The output for a given input is a set of one or more lines with the following scheme:

input ID ||| translation ||| model scores ||| score

These parameters largely determine what is output by Joshua.

top-n --- 300
The number of translation hypotheses to output, sorted in non-increasing order of model score (i.e., highest first).
use-unique-nbest --- true
When constructing the n-best list for a sentence, skip hypotheses whose string has already been output.

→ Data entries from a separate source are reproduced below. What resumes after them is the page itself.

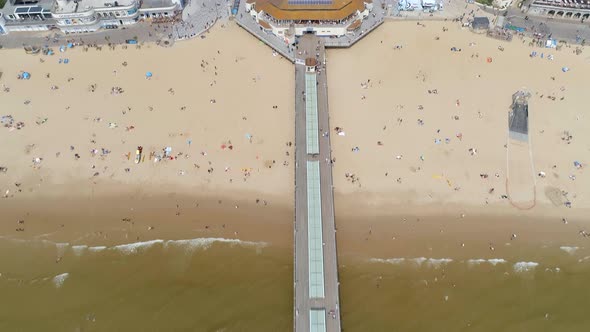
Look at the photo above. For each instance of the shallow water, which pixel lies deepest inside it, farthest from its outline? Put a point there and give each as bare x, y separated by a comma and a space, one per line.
220, 285
548, 293
147, 287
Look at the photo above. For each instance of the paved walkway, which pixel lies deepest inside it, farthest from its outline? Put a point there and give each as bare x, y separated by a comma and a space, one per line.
309, 309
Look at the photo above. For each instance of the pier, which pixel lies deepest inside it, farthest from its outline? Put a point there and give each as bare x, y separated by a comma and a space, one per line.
316, 284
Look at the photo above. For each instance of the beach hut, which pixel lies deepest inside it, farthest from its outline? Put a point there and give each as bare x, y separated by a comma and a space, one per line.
480, 23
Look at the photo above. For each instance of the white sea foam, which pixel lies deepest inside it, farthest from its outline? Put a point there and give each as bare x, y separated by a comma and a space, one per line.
525, 266
79, 250
432, 262
59, 279
389, 260
493, 261
569, 250
97, 248
189, 244
205, 243
132, 248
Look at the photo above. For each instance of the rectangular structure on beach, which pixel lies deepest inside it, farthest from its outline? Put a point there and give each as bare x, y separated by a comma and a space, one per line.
317, 320
311, 114
314, 231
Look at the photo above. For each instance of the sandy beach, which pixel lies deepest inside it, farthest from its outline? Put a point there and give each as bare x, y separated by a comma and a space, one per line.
423, 133
427, 183
209, 101
408, 117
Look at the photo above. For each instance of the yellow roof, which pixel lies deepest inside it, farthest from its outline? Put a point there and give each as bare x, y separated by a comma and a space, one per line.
282, 10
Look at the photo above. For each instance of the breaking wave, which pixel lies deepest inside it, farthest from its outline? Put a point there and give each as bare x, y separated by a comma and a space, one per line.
493, 261
525, 266
59, 279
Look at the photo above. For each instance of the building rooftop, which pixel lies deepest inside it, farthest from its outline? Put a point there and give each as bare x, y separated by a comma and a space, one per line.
158, 3
310, 10
69, 6
582, 4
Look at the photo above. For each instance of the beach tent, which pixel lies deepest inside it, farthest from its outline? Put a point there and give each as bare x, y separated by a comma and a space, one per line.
480, 23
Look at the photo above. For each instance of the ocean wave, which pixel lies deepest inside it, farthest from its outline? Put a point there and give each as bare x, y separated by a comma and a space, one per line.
389, 260
59, 279
189, 244
79, 250
132, 248
96, 248
205, 243
569, 250
135, 247
493, 261
525, 266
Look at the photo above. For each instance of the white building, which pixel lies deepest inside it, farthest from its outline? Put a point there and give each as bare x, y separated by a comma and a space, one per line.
569, 9
75, 16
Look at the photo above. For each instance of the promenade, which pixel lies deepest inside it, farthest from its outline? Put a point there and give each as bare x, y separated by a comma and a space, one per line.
316, 267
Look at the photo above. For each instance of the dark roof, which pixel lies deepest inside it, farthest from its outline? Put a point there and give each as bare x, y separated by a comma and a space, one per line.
481, 20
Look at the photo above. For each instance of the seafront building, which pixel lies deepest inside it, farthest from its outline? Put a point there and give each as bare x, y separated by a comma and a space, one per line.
568, 9
74, 16
288, 19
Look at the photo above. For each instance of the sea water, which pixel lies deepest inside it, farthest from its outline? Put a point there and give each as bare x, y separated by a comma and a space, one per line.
214, 284
207, 284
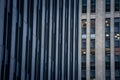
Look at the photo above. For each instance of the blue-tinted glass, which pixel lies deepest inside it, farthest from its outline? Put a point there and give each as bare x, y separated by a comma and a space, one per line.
93, 6
107, 5
84, 6
117, 5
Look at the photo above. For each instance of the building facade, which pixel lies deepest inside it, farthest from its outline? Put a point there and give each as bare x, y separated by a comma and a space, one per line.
59, 39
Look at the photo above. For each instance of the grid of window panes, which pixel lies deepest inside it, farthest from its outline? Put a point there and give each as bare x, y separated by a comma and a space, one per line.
117, 47
107, 48
83, 53
92, 49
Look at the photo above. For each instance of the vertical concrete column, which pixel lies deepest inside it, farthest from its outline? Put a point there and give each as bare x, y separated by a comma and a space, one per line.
1, 32
34, 40
63, 38
74, 40
50, 39
112, 59
79, 41
100, 41
88, 42
57, 29
69, 13
42, 40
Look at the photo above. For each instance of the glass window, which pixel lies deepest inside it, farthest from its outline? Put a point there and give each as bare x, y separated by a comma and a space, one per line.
83, 43
117, 44
84, 6
117, 5
92, 44
92, 24
93, 6
107, 5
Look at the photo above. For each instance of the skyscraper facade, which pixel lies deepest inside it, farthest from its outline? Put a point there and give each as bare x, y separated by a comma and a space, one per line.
59, 39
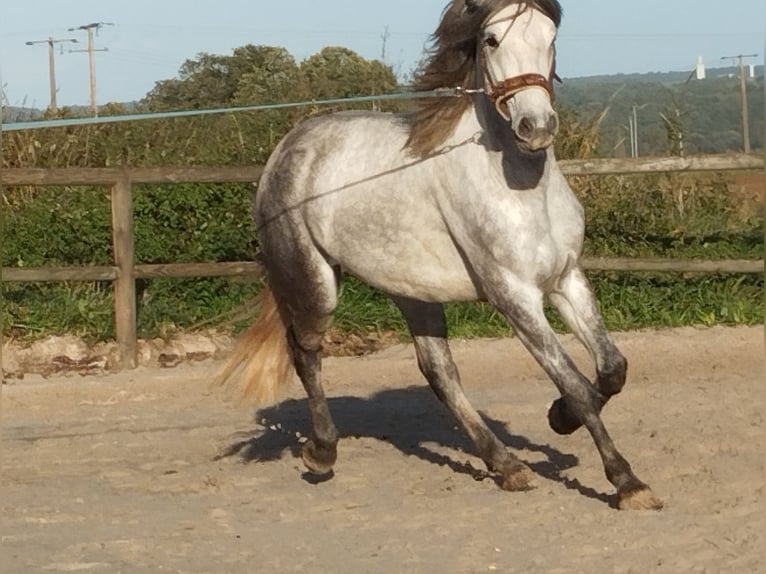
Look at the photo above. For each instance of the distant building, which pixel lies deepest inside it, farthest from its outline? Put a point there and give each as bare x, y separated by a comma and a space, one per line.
701, 73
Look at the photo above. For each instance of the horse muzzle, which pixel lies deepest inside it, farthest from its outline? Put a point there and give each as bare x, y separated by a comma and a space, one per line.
526, 102
536, 132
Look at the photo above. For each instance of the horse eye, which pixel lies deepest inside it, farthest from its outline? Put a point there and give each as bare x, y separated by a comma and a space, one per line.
491, 41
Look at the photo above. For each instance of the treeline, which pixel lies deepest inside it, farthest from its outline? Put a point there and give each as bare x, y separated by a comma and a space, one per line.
656, 216
675, 114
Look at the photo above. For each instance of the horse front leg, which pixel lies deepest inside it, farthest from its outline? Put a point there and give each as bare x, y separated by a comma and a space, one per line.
522, 304
428, 326
577, 305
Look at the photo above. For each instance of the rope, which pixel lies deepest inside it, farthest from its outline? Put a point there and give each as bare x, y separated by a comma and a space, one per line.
42, 124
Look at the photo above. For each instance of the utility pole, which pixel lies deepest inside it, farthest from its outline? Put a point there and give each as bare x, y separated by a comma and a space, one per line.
89, 28
52, 64
743, 91
384, 51
633, 120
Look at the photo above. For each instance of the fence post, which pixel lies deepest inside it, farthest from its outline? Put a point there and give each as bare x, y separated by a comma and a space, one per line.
125, 284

This increases the amount of diversity in the n-best list by removing spurious ambiguity in the derivation structures.
add-combined-cost --- true
In addition to outputting the hypothesis number, the translation, and the individual feature weights, output the combined model cost.
use-tree-nbest --- false
Output the synchronous derivation tree in addition to the output string, for each candidate in the n-best list.
escape-trees --- false
include-align-index --- false
Output the source words indices that each target word aligns to.
mark-oovs --- false
if true, this causes the text “_OOV” to be appended to each OOV in the output.
visualize-hypergraph --- false
If set to true, a visualization of the hypergraph will be displayed, though you will have to explicitly include the relevant jar files. See the example usage in $JOSHUA/examples/tree_visualizer/, which contains a demonstration of a source sentence, translation, and synchronous derivation.
save-disk-hg --- false [DISABLED]
This feature directs that the hypergraph should be written to disk. The code is in
```
$JOSHUA/src/joshua/src/DecoderThread.java
```
but the feature has not been tested in some time, and is thus disabled. It probably wouldn't take much work to fix it! If you do, you might find the discussion on a common hypergraph format on the ACL Wiki to be useful.